Hennepin County sheriff Rich Stanek described the bridge’s failure and its aftermath as “illogical and unthinkable.” Bishop Demetrios of Mokissos, speaking to Christine Sacorafas’s mourners, was quoted as saying, “There is no rationale for the event that took her from those who shared in her life.” As flummoxed as the rest of us, University of Minnesota president Robert Bruininks told The Minnesota Daily, “I’ve driven that stretch of highway for the last forty years, probably a thousand times. It never once crossed my mind that the bridge wouldn’t hold. . . . You assume you could die in a plane crash or on a highway, but you don’t assume that the basic structure holding you up when you travel is going to fail."

"Bridges aren’t supposed to break, Mommy,” first-grader Gavin Holmes told his mother after his father’s death.

“Bridges make me think—how can they not?” says Jennifer Holmes, who, like a lot of people, has been prey to a shiver of apprehension or fear or something when crossing a bridge. “A week before it happened, I was on the Lafayette Bridge [in St. Paul], and I thought it was such an icky bridge. Now when I go over it, I know it’s not going to fall—that would be too ironic, what are the chances—but still . . . .”

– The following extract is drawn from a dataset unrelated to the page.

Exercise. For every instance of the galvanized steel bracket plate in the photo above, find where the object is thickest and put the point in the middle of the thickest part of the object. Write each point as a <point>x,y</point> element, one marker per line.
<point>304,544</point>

Jennifer Holmes does not know why the I–35W Bridge collapsed, only what was lost between the time when she and her husband woke up in the morning and when she could try to get some rest that night. “Maybe if he had left work later—who knows?” she says more than three months after the fact. Or maybe if he had reached the bridge a few minutes sooner and had safely crossed. “He was almost off, so close to getting off. You just have to trust there was a plan and that he’s in a better place.”

She pauses and then adds, “He was a great husband and a great dad—that’s the hardest thing. We had so many dreams, and now they’re gone. They don’t exist anymore.”

Erin Gulden is an associate editor and William Swanson is a senior editor at Mpls.St.Paul Magazine.